A su lado un grupo de chicas jóvenes los escuchaba atentamente. Algunas no mostraban estar del todo de acuerdo. Ana Celaya, de 18 años y estudiante de derecho en la Universidad San Pablo CEU, era una de ellas. "Estoy en contra del aborto. Pero reconozco que no en todos los casos. Si la madre o el bebé pueden sufrir algún daño pues está claro. Lo mismo si es una mujer violada...entiendo que no lo quiera, pero debería darlo en adopción antes", afirmaba junto a sus amigas que asiente con la cabeza.

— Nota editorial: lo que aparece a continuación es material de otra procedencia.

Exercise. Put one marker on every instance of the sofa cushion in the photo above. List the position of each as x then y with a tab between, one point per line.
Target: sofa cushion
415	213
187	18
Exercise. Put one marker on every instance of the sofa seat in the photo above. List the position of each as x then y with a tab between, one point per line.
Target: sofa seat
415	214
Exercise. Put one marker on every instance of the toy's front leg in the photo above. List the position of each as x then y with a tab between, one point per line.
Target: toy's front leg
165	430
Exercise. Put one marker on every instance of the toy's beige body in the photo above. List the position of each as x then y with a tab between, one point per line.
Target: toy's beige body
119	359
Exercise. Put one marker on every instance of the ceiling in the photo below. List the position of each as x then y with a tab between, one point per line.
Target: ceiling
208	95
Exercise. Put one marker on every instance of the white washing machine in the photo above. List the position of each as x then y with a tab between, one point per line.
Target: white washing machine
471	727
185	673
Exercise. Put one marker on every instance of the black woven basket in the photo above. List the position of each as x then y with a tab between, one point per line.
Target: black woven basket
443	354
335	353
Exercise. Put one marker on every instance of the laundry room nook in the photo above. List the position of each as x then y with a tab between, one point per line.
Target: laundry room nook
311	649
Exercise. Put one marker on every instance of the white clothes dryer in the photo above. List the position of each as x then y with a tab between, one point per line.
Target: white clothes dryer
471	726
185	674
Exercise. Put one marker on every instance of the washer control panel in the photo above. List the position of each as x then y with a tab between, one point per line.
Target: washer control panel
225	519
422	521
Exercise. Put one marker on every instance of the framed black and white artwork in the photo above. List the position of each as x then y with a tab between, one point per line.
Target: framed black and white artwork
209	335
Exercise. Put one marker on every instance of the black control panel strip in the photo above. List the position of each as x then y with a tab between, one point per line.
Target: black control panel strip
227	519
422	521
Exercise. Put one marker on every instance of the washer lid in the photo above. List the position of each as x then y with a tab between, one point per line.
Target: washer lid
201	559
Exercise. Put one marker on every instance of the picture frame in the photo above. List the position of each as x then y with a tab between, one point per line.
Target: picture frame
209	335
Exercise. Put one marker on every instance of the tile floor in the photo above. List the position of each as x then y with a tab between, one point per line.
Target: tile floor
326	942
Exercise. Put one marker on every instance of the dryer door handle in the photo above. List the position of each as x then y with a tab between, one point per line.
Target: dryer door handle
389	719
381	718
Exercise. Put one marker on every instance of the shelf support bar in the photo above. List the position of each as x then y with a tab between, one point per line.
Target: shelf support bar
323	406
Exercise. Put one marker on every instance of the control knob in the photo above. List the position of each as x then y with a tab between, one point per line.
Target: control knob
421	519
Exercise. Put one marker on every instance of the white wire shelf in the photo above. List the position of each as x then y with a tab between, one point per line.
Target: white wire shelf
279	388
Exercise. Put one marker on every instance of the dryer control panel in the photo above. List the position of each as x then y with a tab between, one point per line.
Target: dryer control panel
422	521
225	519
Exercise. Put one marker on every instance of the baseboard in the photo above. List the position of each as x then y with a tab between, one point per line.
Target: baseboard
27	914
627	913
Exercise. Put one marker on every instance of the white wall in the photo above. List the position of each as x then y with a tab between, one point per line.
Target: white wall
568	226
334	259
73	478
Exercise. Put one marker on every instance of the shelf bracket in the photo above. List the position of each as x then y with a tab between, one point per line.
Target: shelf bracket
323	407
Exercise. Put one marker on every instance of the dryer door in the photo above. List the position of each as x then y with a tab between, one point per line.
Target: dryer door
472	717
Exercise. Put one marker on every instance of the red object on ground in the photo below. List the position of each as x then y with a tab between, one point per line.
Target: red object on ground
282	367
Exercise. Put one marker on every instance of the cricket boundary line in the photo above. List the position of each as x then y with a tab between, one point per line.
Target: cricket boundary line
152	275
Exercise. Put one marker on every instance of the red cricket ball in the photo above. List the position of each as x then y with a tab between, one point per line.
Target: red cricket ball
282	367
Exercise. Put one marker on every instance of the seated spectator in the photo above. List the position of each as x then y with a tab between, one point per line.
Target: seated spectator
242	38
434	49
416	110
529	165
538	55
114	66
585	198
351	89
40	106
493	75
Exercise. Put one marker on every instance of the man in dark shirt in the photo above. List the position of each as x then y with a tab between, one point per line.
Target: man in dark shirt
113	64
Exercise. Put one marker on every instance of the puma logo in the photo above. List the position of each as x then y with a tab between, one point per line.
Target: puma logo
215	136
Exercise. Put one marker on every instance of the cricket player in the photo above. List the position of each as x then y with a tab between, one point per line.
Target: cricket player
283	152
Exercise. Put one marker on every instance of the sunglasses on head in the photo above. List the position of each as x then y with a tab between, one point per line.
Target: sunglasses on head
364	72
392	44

Casi finalizada la marcha en la Puerta de Alcalá, algunos manifestantes se apeaban en las aceras para escuchar los discursos entre globos rojos con corazones de las diferentes organizaciones, incluido unos azules del diario La Razón. Entre ellos los grupos que esperaban pacientemente los mitines, estaban unos treintañeros, discutiendo acaloradamente sobre el tema del aborto. De todos, Luis era el que más destacaba, no solo por defender el derecho de la mujer a decidir sobre su embarazo, sino por su melena larga y su vestimenta. Era el único de todos sus amigos que vestía pantalones anchos y zapatillas de deporte, frente a las camisas dentro de los pantalones chinos que lucían el resto.

Cerca de la una y media de la tarde comenzaron los discursos. Primero se le dio la palabra a Gádor Joya, portavoz de Derecho a Vivir; seguido de Leonor Tamayo, portavoz de profesionales de la ética, y Jesús Poveda, presidente de Provida Madrid. Los tres defendieron a atacaron el aborto y abogaron por la protección de las mujeres embarazadas y la defensa de "aquellos niños triturados al amparo de la legalidad".

Pasadas las dos de la tarde, la manifestación se disolvía. Unos buscaban una terraza donde poder tomarse el aperitivo y otros se confundían con la enorme cola que se formaba delante de la embajada venezolana. Muchos de estos ciudadanos llevaban desde primera hora de la mañana para ejercer su derecho a voto y elegir, hoy, el futuro presidente de Venezuela.